I found what might be the worst written book on Lie Groups. Ever. Until I find one I like better, I'm going to see if I can persevere through the sludge. I'll write out the theorem word for word and then explain what I can. Hopefully someone can decipher it.

Typically, I use the term "chart" to mean the inverse of what the author uses here. Also, in case it wasn't clear from the title, $G$ is a Lie group.

What does this mean, explicitly using the chart (preferably using $\varphi_\alpha^{-1}$ for his $\varphi_\alpha$)?

Last edited: Mar 21, 2014
2. Mar 23, 2014

### Mandelbroth

For those of you who might be looking for this in the future, I think I've figured out what the author is trying to say.

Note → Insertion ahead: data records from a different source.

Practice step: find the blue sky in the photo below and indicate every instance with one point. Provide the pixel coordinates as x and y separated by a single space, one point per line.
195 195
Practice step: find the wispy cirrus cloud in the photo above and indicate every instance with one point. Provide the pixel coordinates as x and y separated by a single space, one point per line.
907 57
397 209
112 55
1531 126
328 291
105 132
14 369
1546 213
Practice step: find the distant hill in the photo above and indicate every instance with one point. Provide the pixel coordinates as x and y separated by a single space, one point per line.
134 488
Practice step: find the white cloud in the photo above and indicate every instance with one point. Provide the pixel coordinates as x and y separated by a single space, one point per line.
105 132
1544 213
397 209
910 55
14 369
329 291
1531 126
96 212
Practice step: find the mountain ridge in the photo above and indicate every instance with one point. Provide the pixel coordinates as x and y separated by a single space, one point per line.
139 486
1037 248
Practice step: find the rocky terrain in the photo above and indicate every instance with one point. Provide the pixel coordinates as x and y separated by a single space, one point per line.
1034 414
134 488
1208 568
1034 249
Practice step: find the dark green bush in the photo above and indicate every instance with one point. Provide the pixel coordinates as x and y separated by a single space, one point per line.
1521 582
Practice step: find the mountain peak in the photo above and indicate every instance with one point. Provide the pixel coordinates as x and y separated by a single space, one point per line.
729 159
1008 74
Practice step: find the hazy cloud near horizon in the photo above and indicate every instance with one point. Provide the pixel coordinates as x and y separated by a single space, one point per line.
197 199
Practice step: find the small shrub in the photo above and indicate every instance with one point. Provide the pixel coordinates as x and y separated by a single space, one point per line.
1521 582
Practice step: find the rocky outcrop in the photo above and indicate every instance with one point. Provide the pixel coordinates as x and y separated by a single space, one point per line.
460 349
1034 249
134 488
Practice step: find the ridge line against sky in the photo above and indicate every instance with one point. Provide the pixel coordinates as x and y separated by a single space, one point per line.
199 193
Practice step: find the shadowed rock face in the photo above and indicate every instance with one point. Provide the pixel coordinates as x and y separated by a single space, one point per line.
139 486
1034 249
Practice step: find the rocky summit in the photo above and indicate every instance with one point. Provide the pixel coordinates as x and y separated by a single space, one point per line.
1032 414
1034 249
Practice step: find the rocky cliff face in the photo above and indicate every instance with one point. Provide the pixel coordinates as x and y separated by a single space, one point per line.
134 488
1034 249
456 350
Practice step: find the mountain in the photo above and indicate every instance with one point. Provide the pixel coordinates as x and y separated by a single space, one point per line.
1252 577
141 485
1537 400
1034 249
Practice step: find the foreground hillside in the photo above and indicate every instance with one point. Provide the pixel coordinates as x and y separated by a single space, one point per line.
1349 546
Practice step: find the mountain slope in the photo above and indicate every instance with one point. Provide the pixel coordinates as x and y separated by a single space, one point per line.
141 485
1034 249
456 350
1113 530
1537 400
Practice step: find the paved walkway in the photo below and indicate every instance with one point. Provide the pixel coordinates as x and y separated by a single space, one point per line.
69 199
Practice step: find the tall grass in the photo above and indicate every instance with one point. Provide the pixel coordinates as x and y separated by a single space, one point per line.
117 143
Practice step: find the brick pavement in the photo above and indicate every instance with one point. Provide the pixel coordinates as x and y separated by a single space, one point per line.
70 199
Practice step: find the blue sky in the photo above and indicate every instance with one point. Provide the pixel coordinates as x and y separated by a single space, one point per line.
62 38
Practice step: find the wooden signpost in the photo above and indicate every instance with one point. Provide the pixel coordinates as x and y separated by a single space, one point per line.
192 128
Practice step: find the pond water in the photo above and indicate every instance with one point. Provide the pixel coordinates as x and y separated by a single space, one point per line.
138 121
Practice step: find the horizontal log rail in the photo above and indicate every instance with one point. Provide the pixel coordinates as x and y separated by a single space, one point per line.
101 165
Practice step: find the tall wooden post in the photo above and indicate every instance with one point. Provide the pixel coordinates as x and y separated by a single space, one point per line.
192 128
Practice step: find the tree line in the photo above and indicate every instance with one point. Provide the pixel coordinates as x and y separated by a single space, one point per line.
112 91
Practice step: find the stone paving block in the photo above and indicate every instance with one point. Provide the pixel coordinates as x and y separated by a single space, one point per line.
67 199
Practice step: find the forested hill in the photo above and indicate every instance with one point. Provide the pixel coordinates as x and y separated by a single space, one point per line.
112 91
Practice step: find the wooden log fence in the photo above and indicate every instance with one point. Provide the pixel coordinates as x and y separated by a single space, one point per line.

Pretend $G$ is an abelian Lie group. Then, the multiplication map $\mu:G\times G\to G, (a,b)\mapsto ab$ is a homomorphism of Lie groups. Consider $\mu_1=\left.\mu\right|_{\{\mathrm{e}\}\times G}$. Identifying $\{\mathrm{e}\}\times G\cong G$, we note that $\mu_1$ is the identity. Thus, evaluating the pushforward of $0\oplus y$ by $\mu_1$, we get $\mathrm{d}(\mu_1)_{(\mathrm{e},\mathrm{e})}(0\oplus y)=y$. Similarly, for $\mu_2=\left.\mu\right|_{G\times\{\mathrm{e}\}}$, we get $\mathrm{d}(\mu_2)_{(\mathrm{e},\mathrm{e})}(x\oplus 0)=x$. By linearity, we get our result: $$\mathrm{d}\mu_{(\mathrm{e},\mathrm{e})}(x\oplus y)=\mathrm{d}\mu_{(\mathrm{e},\mathrm{e})}(x\oplus 0 + 0\oplus y)=x+y.$$

This is used, notably, to prove that $\exp$ is a homomorphism of groups (with an appropriate forgetful functor slapped onto the domain) if and only if the underlying Lie group is abelian.